Просмотр материала с камер наблюдения пока особых результатов не принес. Похитители предусмотрительно надели кепки с козырьками и нарочно не поднимали головы, чтобы не быть опознанными.

Перед глазами у капитана встал бесконечный лабиринт коридоров в запасниках Третьяковки и пустое место, оставшееся от образа на осиротевшей стене. Черт возьми, одно дело – украсть живопись и совсем другое – убить человека. Неужели эта изъеденная жучком дощечка того стоила?

Заканчивая доклад, Лучко признал, что совершил ошибку, с самого начала не задержав Пышкина. Тогда, возможно, удалось бы избежать и этого ограбления, и человеческих жертв. Осознав просчет, он еще ночью дал команду взять реставратора. Но опоздал.

– Опоздал, говоришь? В следующий раз потрудись успеть! Свободен, – рявкнул Дед напоследок, махнув на капитана рукой.


Вернувшись в свой кабинет, Лучко запер дверь на ключ и смачно выругался, в сердцах пнув корзину для бумаг. Затем, усевшись в кресло, сложил руки на затылке. Надо хорошенько подумать, как быть дальше.

«Итак, что мы имеем? Две похищенные иконы и один убитый охранник. Это – раз. Побег Пышкина и выговор от Деда. Это – два. Полное отсутствие зацепок. Это – три.

Что теперь? Надо дожидаться ордера, брать бригаду и ехать на квартиру Пышкина. И надеяться на удачу».


Позвонив по номеру, полученному в Третьяковке, Глеб договорился о встрече с Сергеем Лягиным. Узнав о том, что речь идет о «Влахернской иконе Божьей Матери», тот сразу же согласился принять Стольцева у себя дома.

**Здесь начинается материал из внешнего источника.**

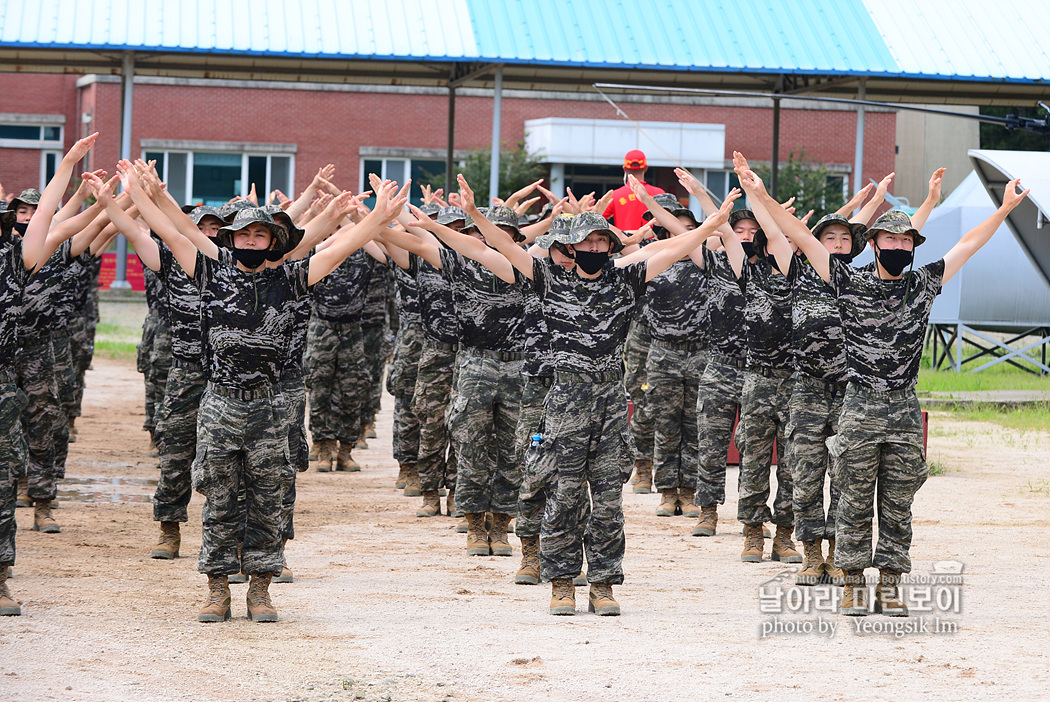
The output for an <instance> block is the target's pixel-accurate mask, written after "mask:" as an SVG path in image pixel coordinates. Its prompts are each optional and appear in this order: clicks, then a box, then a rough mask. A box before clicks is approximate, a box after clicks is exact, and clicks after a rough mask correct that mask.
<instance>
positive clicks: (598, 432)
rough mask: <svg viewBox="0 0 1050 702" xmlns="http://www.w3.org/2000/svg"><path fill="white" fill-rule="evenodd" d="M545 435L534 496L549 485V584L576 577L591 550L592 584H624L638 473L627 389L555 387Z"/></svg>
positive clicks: (579, 383) (543, 543) (537, 470)
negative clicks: (633, 445)
mask: <svg viewBox="0 0 1050 702" xmlns="http://www.w3.org/2000/svg"><path fill="white" fill-rule="evenodd" d="M540 433H541V434H542V440H541V445H540V447H539V448H538V449H535V450H537V452H538V453H539V455H537V456H534V458H533V459H532V460H533V461H535V462H537V468H538V469H537V470H534V471H533V472H532V474H531V476H530V477H531V480H530V485H529V488H528V489H527V490H526V494H528V493H529V492H532V489H533V487H534V486H546V490H547V501H546V508H545V511H544V513H543V524H542V527H541V530H540V572H541V574H542V575H543V579H545V580H551V579H554V578H571V577H575V576H576V575H579V574H580V572H581V571H582V570H583V559H584V552H585V551H586V553H587V579H588V580H590V581H591V582H608V583H610V584H619V583H622V582H623V581H624V568H623V563H624V548H625V545H626V540H625V538H624V508H623V497H624V484H625V483H626V482H627V481H628V478H630V476H631V470H632V469H633V468H634V448H633V446H631V432H630V431H629V430H628V427H627V393H626V392H625V390H624V386H623V383H621V382H604V383H560V382H556V381H555V382H554V384H553V385H551V388H550V391H549V392H548V393H547V399H546V402H545V403H544V417H543V430H542V431H541V432H540ZM544 454H546V455H544ZM550 456H552V459H551V458H550ZM588 489H589V490H590V494H589V495H588ZM457 498H458V495H457ZM588 503H589V504H590V506H591V510H592V511H591V513H590V518H589V520H588V518H587V505H588Z"/></svg>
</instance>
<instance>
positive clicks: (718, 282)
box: [702, 247, 747, 361]
mask: <svg viewBox="0 0 1050 702" xmlns="http://www.w3.org/2000/svg"><path fill="white" fill-rule="evenodd" d="M702 251H703V275H705V276H706V277H707V279H708V344H709V347H710V349H711V350H712V352H714V353H716V354H721V355H723V356H729V357H730V358H734V359H738V360H741V361H742V360H743V359H744V357H745V355H747V346H745V344H744V341H743V305H744V299H743V293H742V292H741V291H740V284H739V283H738V282H737V280H736V274H735V273H733V267H732V265H730V262H729V257H728V256H727V255H726V252H724V251H711V250H710V249H708V248H707V247H703V249H702Z"/></svg>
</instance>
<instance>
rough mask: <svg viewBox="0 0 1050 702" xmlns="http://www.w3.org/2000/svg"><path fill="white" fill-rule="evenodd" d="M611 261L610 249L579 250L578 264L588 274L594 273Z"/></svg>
mask: <svg viewBox="0 0 1050 702" xmlns="http://www.w3.org/2000/svg"><path fill="white" fill-rule="evenodd" d="M608 262H609V252H608V251H577V252H576V265H579V267H580V270H581V271H583V272H584V273H586V274H587V275H594V274H595V273H597V272H598V271H601V270H602V269H603V268H605V264H606V263H608Z"/></svg>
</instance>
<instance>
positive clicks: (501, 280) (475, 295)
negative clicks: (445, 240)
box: [440, 248, 525, 353]
mask: <svg viewBox="0 0 1050 702" xmlns="http://www.w3.org/2000/svg"><path fill="white" fill-rule="evenodd" d="M440 255H441V273H442V275H444V277H445V279H446V280H448V281H449V282H450V283H451V288H453V300H454V301H455V310H456V324H457V328H458V329H459V340H460V343H461V344H463V345H464V346H470V347H472V348H484V349H487V350H495V352H509V353H514V352H517V353H522V352H524V350H525V309H524V299H523V297H522V290H521V285H518V284H516V283H512V282H505V281H503V280H500V278H499V277H498V276H497V275H496V274H495V273H492V272H491V271H489V270H488V269H486V268H485V267H484V265H482V264H481V263H479V262H478V261H476V260H472V259H470V258H467V257H465V256H462V255H460V254H459V253H458V252H456V251H453V250H450V249H444V248H442V249H441V250H440Z"/></svg>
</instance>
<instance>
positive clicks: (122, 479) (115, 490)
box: [58, 475, 156, 503]
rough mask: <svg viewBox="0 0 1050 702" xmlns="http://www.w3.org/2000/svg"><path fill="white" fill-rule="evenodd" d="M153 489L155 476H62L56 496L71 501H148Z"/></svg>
mask: <svg viewBox="0 0 1050 702" xmlns="http://www.w3.org/2000/svg"><path fill="white" fill-rule="evenodd" d="M155 489H156V478H155V477H123V476H117V477H103V476H101V475H98V476H86V477H64V478H62V480H61V481H59V489H58V497H59V501H60V502H72V503H150V502H152V499H153V492H154V490H155Z"/></svg>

Квартира бывшего реставратора располагалась в обшарпанной с виду сталинке с прекрасным видом на Москву-реку Внутри же все выглядело так, как и положено выглядеть жилью одинокого пенсионера – старомодным и запущенным.

Передвигался старик с трудом, да и то исключительно с помощью ходунков. Однако, несмотря на преклонный возраст, говорил Сергей Антонович очень живо, сохранив ясный, острый ум.

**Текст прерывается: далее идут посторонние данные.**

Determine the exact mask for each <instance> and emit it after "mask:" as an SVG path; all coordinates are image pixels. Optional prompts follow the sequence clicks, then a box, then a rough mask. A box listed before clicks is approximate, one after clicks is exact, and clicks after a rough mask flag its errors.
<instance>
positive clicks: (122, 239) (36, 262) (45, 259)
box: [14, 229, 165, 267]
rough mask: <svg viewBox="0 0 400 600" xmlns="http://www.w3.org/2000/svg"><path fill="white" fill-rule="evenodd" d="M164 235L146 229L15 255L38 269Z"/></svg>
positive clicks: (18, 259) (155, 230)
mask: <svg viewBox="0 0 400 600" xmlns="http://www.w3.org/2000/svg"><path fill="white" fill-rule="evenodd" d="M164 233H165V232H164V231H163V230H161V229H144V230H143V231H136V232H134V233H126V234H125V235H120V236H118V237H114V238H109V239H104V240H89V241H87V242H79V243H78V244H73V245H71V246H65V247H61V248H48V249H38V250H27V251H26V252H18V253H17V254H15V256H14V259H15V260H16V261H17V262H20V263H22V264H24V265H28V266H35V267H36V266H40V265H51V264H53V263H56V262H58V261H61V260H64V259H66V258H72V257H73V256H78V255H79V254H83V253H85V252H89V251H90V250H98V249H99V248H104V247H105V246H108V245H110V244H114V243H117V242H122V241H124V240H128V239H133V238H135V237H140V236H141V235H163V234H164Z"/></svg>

Как и подобает гостеприимному хозяину, Лягин начал с демонстрации собственной коллекции икон, после чего предложил перейти к чаю. За чаем и сушками выяснилось, что реставратор уже в курсе печальных событий, случившихся в галерее.

– А знаете, я не особенно удивился, когда узнал, что похитили именно «Влахернетиссу».

– Это почему же?

– Дело в том, что с этой иконой уже была связана одна детективная история…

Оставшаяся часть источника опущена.